Beyond Bucky's misguided self-castigations — and how brilliantly, though simply, Roth renders them — the other thing I loved about this novel is how the idea of people's fear of the unknown about polio, and their need to assign blame, definitely draws to mind contemporary issues. Folks in 1944 had no idea what caused polio and how it spread. And, despite reactionary and ineffective strategies to try to contain it, fear spread at the same rate.. Sound familiar?
I loved this book, sure. But in the interest of full disclosure, Roth can do little wrong in my eyes. He's one of my favorites, and I've read him more than any other novelist. Nemesis isn't quite in the top-tier, American Pastoral or Portnoy's Complaint level of Roth novels, but it's very, very good. Highly recommend!
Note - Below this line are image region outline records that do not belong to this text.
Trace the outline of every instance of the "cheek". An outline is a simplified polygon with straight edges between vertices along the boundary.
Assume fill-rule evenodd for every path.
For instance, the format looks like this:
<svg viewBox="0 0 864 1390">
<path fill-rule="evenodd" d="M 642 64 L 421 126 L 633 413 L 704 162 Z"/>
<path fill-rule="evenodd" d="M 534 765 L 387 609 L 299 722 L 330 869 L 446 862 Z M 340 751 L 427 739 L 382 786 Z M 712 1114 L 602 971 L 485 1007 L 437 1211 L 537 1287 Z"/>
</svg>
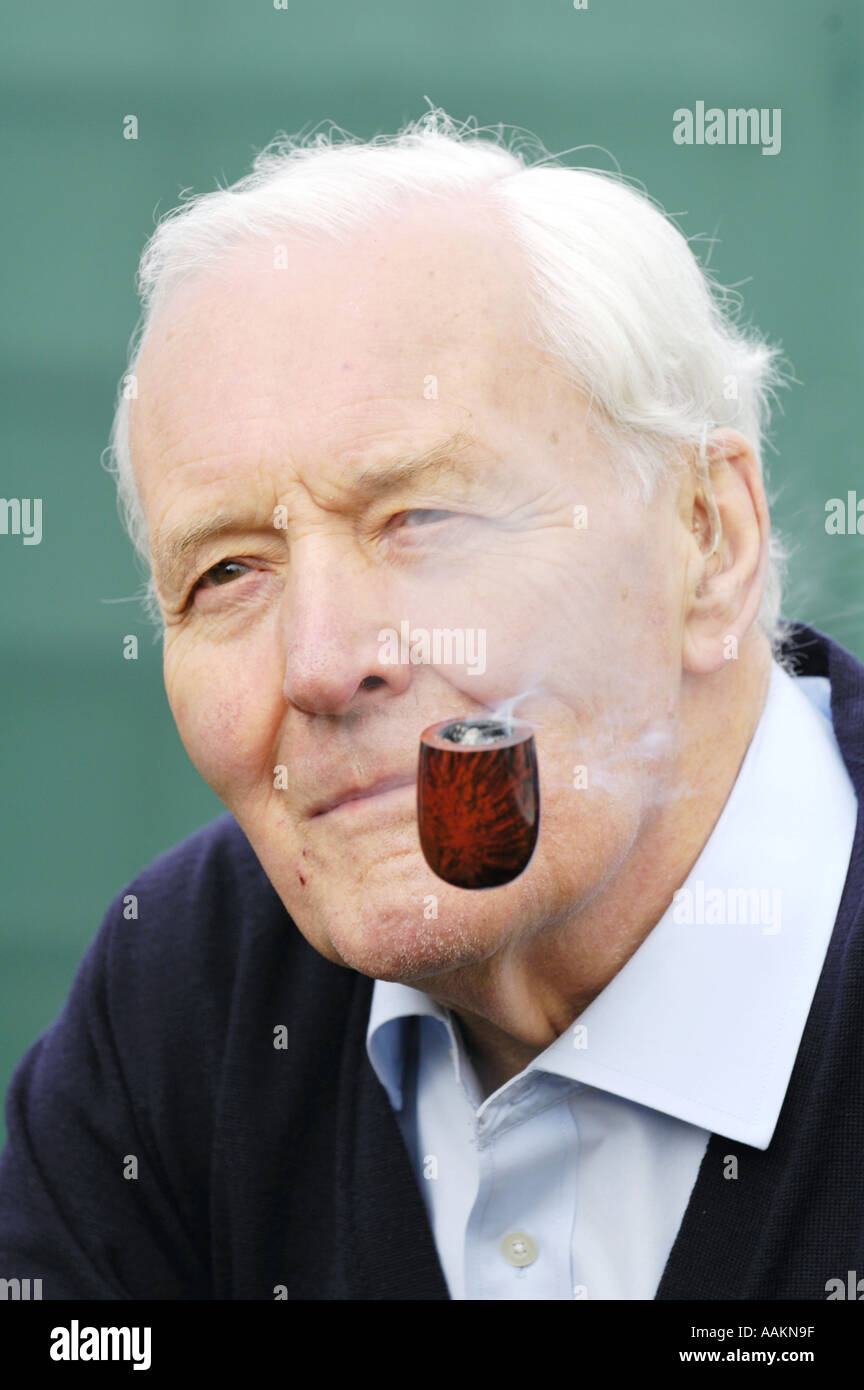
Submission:
<svg viewBox="0 0 864 1390">
<path fill-rule="evenodd" d="M 165 691 L 183 748 L 228 803 L 271 785 L 272 746 L 285 706 L 281 684 L 272 646 L 269 662 L 265 651 L 231 646 L 190 646 L 165 655 Z"/>
</svg>

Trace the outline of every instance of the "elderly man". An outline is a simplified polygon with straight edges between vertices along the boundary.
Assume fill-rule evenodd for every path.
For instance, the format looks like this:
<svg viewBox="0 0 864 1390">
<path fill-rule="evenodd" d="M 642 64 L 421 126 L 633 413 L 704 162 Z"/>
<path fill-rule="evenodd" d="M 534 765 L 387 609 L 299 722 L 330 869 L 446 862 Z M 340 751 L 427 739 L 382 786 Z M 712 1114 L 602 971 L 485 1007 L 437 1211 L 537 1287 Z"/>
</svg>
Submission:
<svg viewBox="0 0 864 1390">
<path fill-rule="evenodd" d="M 778 623 L 776 350 L 621 179 L 431 111 L 156 231 L 114 431 L 228 815 L 19 1063 L 44 1298 L 833 1297 L 864 1273 L 864 669 Z M 485 660 L 385 660 L 385 634 Z M 439 652 L 440 655 L 440 652 Z M 418 838 L 424 730 L 533 730 L 533 858 Z"/>
</svg>

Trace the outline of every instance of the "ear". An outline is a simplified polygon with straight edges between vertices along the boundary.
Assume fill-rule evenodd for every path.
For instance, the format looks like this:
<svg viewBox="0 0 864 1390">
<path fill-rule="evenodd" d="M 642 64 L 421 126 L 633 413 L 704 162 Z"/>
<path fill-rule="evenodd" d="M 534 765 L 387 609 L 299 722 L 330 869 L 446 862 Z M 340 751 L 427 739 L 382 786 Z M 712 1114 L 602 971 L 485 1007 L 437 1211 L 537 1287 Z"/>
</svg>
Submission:
<svg viewBox="0 0 864 1390">
<path fill-rule="evenodd" d="M 765 585 L 771 520 L 758 460 L 738 430 L 715 430 L 682 488 L 689 530 L 682 664 L 721 670 L 756 621 Z"/>
</svg>

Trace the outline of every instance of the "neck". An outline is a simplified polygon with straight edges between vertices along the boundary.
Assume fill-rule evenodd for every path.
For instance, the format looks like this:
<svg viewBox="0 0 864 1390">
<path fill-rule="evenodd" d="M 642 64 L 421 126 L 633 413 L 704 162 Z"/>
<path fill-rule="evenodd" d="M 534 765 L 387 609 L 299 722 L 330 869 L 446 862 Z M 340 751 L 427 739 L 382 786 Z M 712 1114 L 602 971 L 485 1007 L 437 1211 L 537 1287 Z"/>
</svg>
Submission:
<svg viewBox="0 0 864 1390">
<path fill-rule="evenodd" d="M 479 973 L 474 966 L 435 979 L 429 992 L 454 1012 L 483 1095 L 572 1024 L 667 910 L 728 801 L 770 678 L 768 644 L 754 634 L 738 670 L 703 677 L 688 694 L 674 780 L 679 794 L 647 819 L 618 872 L 586 906 L 528 942 L 517 940 Z"/>
</svg>

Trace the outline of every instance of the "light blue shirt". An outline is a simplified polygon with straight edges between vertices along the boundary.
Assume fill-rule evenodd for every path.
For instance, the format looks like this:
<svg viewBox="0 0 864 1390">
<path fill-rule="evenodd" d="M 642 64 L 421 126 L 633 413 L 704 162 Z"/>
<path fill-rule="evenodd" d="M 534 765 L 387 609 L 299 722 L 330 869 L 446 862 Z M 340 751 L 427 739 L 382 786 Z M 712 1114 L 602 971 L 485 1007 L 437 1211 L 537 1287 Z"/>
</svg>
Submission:
<svg viewBox="0 0 864 1390">
<path fill-rule="evenodd" d="M 829 695 L 825 677 L 774 666 L 682 890 L 575 1023 L 486 1099 L 450 1011 L 375 981 L 367 1051 L 453 1298 L 654 1298 L 711 1134 L 729 1140 L 731 1182 L 738 1145 L 771 1143 L 856 826 Z"/>
</svg>

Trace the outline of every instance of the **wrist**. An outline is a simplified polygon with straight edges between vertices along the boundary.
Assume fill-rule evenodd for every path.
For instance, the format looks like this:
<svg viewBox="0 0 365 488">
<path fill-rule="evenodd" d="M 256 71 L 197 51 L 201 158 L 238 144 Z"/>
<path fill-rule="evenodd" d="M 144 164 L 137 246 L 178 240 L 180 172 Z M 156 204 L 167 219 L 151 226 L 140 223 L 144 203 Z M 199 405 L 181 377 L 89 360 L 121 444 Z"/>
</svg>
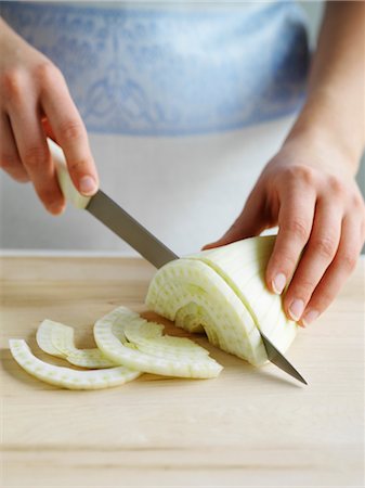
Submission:
<svg viewBox="0 0 365 488">
<path fill-rule="evenodd" d="M 316 90 L 303 105 L 284 145 L 300 140 L 302 144 L 314 145 L 320 151 L 321 147 L 331 147 L 342 155 L 342 160 L 355 174 L 365 139 L 364 112 L 362 106 L 359 108 L 351 111 L 341 107 L 335 92 Z"/>
</svg>

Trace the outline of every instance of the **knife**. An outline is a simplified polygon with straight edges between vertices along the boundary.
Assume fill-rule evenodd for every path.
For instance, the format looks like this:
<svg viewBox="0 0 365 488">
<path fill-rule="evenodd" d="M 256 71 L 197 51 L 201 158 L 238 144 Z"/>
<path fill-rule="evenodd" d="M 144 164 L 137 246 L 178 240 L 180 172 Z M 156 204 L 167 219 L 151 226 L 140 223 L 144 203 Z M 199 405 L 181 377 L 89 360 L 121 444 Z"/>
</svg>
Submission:
<svg viewBox="0 0 365 488">
<path fill-rule="evenodd" d="M 99 190 L 93 196 L 81 195 L 69 177 L 62 149 L 51 139 L 48 140 L 48 143 L 55 163 L 58 183 L 67 202 L 73 203 L 77 208 L 88 210 L 156 268 L 161 268 L 167 262 L 179 259 L 178 255 L 119 207 L 102 190 Z M 308 383 L 303 376 L 276 349 L 266 335 L 260 329 L 258 331 L 261 334 L 268 359 L 281 370 L 307 385 Z"/>
</svg>

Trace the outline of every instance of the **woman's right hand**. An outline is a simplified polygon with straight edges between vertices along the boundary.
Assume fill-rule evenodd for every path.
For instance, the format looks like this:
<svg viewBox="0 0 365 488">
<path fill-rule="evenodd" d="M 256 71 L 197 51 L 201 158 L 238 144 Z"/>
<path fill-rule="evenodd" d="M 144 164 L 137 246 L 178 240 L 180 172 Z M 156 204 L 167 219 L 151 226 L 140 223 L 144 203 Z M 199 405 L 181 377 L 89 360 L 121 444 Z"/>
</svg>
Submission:
<svg viewBox="0 0 365 488">
<path fill-rule="evenodd" d="M 60 69 L 0 18 L 0 167 L 17 181 L 31 181 L 53 215 L 65 200 L 47 143 L 65 153 L 75 187 L 97 191 L 99 178 L 84 125 Z"/>
</svg>

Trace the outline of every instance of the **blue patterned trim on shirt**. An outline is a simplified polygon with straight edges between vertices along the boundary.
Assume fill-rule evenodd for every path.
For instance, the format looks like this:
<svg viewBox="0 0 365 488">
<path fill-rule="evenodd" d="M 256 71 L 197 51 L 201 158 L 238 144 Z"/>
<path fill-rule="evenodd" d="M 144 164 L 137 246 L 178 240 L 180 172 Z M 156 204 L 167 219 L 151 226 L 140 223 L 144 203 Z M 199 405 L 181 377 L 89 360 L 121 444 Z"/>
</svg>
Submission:
<svg viewBox="0 0 365 488">
<path fill-rule="evenodd" d="M 61 68 L 89 131 L 222 131 L 288 114 L 304 94 L 307 30 L 291 2 L 242 10 L 2 2 L 1 14 Z"/>
</svg>

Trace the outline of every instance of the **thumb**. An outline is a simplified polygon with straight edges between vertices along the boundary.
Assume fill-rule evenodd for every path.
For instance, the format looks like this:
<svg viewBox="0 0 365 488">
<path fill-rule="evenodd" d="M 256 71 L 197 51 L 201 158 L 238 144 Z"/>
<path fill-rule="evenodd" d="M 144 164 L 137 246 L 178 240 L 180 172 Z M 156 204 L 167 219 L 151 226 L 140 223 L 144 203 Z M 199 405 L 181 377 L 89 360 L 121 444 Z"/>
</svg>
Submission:
<svg viewBox="0 0 365 488">
<path fill-rule="evenodd" d="M 253 189 L 246 205 L 230 229 L 218 241 L 206 244 L 201 249 L 225 246 L 242 239 L 252 237 L 266 229 L 265 198 L 260 190 Z"/>
</svg>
As the cover blurb states, this theme is one Roth has played with frequently in his recent quartet of slim novels (Everyman, Indignation, The Humbling and Nemesis). Nemesis, though, may be the best of the lot. The novel is set in Newark in the summer of 1944, amidst a burgeoning polio epidemic. Bucky supervises a playground of grade-school-age kids and laments the fact that his poor eyesight has prevented him from joining the war effort, as his two best friends have.
Some fellas just aren't happy unless they're miserable, and Bucky seems to be one of these. When kids on his playground start contracting — and dying from — polio, Bucky gets angrier and angrier, and he feels more and more helpless against chance. So he takes a chance of his own, accepting a job as an instructor at a summer camp in the Poconos where his new fiance is a counselor. But he immediately feels badly about it — like self-preservation is a sin, like not taking a challenge (even an invented one) head-on is a discredit to himself. For Bucky, the fact that his two friends are fighting the Germans seems to mean he should have to create and fight his own battles, whatever they may be — even if they're against himself and his own desire to be happy.
Bucky is such a tragic character — but one with whom it's easy to sympathize. He's your standard nice guy, he has the respect of everyone who knows him, and the reader can't help but like him. His harangues against God's unfairness are few and far between at first, and seem more like a minor glitch in an otherwise normal guy, rather than a overarching philosophy that guides Bucky's life. But guide his life his God-anger does. And the angrier he becomes with God, the angrier he is with himself for what he perceives is his helplessness to stop these fresh-faced youths from getting polio. So the question — which Roth spends the rest of the novel answering — is who is Bucky's real nemesis, himself or God?
Beyond Bucky's misguided self-castigations — and how brilliantly, though simply, Roth renders them — the other thing I loved about this novel is how the idea of people's fear of the unknown about polio, and their need to assign blame, definitely draws to mind contemporary issues. Folks in 1944 had no idea what caused polio and how it spread. And, despite reactionary and ineffective strategies to try to contain it, fear spread at the same rate.. Sound familiar?
I loved this book, sure. But in the interest of full disclosure, Roth can do little wrong in my eyes. He's one of my favorites, and I've read him more than any other novelist. Nemesis isn't quite in the top-tier, American Pastoral or Portnoy's Complaint level of Roth novels, but it's very, very good. Highly recommend!